Join Emily Laurens, Rachel Porter and Persephone Pearl, aka Feral Theatre—the co-founders of Remembrance Day for Lost Species—for a talk about the project and their journeys with it as performers and activists over the past decade. Their own offerings to this annually recurring world-wide initiative have ranged from rough theatre, puppetry and procession to Zoom conferences, experimental rituals and most recently spell-casting. Is ritual art? Is art a ritual? And what makes them believe that any of it can have an impact or be a meaningful form of eco-social activism?

Persephone Pearl is a Brighton-based arts producer and director who has led arts and environment organisation ONCA since 2012, devising and producing dozens of multidisciplinary collaborative creative projects. Her background is as a touring theatre and circus performer.  In 2011 she trained as a celebrant with Dead Good Guides. Persephone is an activist and facilitator now training in psychotherapy at Brighton University. 

Emily Laurens lives and works in Wales as a multi-disciplinary artist working with themes around colonialism and race, memorialisation and identity, healing justice and reparations. Emily has had a number of commissions including from National Theatre Wales, the Arts Council of Wales and National Museums Wales. She is currently training in art psychotherapy.  

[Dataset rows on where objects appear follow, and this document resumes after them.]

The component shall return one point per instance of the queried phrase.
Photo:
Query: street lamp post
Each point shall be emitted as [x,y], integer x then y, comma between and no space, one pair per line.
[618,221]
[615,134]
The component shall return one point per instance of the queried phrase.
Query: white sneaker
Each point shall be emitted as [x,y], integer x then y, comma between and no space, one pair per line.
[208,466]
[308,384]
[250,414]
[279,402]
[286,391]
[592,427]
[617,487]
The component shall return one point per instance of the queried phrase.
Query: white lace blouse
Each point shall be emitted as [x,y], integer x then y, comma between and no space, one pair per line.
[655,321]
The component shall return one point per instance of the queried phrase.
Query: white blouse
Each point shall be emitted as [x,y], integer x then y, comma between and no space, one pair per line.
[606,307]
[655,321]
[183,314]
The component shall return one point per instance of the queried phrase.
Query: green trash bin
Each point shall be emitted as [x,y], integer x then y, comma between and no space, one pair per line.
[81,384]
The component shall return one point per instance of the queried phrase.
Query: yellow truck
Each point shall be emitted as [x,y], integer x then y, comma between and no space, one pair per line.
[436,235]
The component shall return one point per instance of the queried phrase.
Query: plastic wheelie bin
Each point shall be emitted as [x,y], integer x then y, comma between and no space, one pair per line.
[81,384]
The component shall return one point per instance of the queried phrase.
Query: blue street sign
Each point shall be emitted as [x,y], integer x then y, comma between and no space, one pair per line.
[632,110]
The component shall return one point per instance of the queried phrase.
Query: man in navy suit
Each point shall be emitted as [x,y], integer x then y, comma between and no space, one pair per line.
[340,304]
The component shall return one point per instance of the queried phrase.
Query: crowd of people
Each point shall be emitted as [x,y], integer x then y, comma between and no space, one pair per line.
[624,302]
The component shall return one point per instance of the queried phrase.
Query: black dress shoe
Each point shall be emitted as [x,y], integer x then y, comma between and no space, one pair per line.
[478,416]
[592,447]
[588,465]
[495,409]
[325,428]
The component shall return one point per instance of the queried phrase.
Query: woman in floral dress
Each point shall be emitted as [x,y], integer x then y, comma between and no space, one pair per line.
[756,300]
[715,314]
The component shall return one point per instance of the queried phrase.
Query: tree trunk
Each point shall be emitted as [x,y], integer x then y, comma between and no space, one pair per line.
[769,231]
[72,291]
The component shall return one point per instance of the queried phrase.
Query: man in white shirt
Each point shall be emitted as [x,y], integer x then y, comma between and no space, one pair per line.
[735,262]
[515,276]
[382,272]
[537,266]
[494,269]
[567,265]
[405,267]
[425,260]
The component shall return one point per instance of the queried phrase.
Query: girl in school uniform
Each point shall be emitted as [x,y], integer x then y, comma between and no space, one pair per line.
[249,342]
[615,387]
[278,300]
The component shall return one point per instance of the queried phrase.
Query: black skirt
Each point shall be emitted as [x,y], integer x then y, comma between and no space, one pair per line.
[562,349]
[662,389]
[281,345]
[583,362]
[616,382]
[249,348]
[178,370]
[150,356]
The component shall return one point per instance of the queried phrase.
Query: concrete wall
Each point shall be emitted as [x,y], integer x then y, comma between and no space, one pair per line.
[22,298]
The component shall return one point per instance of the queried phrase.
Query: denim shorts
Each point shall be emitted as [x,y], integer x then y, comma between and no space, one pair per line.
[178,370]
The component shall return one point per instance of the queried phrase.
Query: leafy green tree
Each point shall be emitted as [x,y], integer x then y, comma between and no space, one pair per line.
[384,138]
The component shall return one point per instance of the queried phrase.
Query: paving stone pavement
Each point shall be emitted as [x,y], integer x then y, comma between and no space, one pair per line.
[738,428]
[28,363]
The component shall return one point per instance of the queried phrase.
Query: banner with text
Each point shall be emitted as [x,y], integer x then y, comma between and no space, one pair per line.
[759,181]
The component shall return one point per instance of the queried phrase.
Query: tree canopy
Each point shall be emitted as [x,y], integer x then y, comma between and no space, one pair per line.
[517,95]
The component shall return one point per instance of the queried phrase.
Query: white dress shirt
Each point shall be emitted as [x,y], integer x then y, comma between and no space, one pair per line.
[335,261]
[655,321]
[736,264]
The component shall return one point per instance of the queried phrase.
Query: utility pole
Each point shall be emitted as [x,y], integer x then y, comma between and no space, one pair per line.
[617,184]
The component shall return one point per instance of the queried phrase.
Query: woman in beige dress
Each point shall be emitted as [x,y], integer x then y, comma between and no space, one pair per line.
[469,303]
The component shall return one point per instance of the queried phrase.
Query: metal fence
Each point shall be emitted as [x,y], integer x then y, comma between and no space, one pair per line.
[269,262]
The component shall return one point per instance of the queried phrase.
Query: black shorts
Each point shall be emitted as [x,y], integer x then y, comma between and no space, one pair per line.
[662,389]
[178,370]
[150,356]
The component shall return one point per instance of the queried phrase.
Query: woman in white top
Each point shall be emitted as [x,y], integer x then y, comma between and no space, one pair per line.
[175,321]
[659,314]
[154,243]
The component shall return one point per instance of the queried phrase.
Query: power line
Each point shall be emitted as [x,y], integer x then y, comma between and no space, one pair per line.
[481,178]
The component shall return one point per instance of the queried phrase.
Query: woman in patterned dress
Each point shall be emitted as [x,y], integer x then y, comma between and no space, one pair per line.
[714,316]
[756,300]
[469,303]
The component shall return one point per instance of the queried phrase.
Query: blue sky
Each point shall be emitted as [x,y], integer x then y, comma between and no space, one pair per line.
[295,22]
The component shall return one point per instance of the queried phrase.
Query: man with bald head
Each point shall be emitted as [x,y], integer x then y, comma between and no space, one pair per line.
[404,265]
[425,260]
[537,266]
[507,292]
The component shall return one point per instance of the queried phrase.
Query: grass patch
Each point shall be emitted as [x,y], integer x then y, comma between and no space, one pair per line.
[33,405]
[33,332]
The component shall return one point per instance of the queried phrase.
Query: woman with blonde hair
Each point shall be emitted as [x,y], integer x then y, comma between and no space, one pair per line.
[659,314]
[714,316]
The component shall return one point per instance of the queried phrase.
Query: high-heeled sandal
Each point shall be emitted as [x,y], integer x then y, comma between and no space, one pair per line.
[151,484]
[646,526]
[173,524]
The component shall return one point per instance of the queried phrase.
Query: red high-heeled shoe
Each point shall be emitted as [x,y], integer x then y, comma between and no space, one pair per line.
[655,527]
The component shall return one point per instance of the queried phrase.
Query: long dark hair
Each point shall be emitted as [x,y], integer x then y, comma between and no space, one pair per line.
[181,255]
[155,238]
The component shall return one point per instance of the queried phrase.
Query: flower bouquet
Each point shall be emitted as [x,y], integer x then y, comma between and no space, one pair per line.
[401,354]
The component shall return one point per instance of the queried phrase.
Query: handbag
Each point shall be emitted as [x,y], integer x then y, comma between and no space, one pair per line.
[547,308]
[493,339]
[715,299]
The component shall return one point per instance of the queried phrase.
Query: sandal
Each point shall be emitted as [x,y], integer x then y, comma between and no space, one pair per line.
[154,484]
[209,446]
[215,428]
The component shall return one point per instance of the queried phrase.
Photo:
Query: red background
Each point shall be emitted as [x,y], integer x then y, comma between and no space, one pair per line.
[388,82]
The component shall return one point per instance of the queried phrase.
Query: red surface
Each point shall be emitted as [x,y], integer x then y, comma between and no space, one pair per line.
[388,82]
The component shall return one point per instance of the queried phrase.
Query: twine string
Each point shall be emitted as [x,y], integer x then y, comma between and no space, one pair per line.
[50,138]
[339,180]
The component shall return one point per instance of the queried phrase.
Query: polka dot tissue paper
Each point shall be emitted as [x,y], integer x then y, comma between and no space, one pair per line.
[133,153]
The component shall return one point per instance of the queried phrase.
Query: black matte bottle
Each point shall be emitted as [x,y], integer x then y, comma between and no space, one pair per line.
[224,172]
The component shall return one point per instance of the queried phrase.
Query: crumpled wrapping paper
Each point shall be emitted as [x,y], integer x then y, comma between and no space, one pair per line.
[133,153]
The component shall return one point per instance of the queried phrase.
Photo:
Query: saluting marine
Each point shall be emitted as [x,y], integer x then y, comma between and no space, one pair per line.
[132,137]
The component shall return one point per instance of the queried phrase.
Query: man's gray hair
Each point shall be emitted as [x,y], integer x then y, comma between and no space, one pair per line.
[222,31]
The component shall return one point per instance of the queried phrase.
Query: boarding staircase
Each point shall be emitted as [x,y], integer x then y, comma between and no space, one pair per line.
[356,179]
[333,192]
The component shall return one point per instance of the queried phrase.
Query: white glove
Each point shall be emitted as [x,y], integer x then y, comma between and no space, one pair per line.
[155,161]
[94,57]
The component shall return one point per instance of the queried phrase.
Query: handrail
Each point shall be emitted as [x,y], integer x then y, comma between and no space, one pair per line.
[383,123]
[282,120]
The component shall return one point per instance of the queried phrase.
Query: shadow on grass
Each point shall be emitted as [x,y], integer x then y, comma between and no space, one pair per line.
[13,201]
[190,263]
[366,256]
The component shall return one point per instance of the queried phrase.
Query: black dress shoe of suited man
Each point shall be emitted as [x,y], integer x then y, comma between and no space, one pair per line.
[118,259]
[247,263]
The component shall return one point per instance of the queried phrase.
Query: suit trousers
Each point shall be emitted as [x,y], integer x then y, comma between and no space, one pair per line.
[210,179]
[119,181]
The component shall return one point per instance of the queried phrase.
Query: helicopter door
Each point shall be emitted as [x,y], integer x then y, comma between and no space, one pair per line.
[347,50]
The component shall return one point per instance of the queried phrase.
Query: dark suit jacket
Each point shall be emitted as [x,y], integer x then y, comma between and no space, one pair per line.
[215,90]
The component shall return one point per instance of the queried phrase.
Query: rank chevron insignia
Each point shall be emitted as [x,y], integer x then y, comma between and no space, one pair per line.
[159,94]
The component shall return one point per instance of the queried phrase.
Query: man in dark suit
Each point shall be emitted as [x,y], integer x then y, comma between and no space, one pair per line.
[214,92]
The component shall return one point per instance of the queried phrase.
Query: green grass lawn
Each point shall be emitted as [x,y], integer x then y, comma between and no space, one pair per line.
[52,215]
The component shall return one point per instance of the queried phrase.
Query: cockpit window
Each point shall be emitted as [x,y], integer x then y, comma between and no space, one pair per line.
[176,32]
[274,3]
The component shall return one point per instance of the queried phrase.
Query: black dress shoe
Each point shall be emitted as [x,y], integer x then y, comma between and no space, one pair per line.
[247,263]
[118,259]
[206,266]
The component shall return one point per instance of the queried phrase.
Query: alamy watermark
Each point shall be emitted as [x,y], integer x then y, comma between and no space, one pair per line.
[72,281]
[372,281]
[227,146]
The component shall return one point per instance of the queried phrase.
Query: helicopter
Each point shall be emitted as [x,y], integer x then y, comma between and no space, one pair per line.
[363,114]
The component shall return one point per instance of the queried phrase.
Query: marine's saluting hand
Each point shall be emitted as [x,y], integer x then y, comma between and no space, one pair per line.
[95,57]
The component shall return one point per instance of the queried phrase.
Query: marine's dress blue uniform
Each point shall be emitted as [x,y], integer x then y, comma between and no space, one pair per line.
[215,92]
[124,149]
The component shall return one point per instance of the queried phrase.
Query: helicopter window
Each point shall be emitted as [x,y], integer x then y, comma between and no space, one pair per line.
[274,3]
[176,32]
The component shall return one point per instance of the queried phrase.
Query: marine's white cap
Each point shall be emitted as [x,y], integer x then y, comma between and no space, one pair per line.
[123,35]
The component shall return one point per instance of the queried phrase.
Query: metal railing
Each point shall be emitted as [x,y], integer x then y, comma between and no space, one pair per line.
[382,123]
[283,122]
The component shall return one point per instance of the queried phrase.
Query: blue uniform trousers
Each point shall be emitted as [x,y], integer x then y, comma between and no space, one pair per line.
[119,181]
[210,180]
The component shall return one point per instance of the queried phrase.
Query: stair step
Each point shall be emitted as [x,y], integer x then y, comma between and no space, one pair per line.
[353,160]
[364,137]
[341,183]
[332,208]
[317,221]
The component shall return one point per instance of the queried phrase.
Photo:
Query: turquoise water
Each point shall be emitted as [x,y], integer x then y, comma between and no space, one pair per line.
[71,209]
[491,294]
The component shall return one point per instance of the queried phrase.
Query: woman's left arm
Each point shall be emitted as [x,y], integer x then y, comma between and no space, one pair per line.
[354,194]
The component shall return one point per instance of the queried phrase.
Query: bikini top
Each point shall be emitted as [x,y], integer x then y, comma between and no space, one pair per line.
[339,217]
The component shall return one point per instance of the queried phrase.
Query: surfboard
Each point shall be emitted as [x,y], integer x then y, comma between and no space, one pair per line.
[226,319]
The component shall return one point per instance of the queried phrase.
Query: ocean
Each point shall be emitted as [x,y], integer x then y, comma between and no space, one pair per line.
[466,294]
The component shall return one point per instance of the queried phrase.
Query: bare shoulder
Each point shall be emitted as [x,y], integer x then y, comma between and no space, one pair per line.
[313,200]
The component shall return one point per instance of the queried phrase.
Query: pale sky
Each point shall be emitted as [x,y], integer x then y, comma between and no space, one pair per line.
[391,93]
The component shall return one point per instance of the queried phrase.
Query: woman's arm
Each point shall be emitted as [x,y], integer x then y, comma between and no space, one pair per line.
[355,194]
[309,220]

Rachel Porter originally trained as an actress and theatre deviser with John Wright at Middlesex University. She later gained an MA at Royal Central School of Speech and Drama in drama therapy. She is now a lecturer on that drama therapy training and an academic developing new ways of working, particularly with marginalised and disabled communities and with non-verbal communication. Rachel has developed a number of solo works performed in Belgium and the UK including Songs for Waiting and Silent Tarot. Lockdown periods encouraged her exploration of performing solo work through digital photography.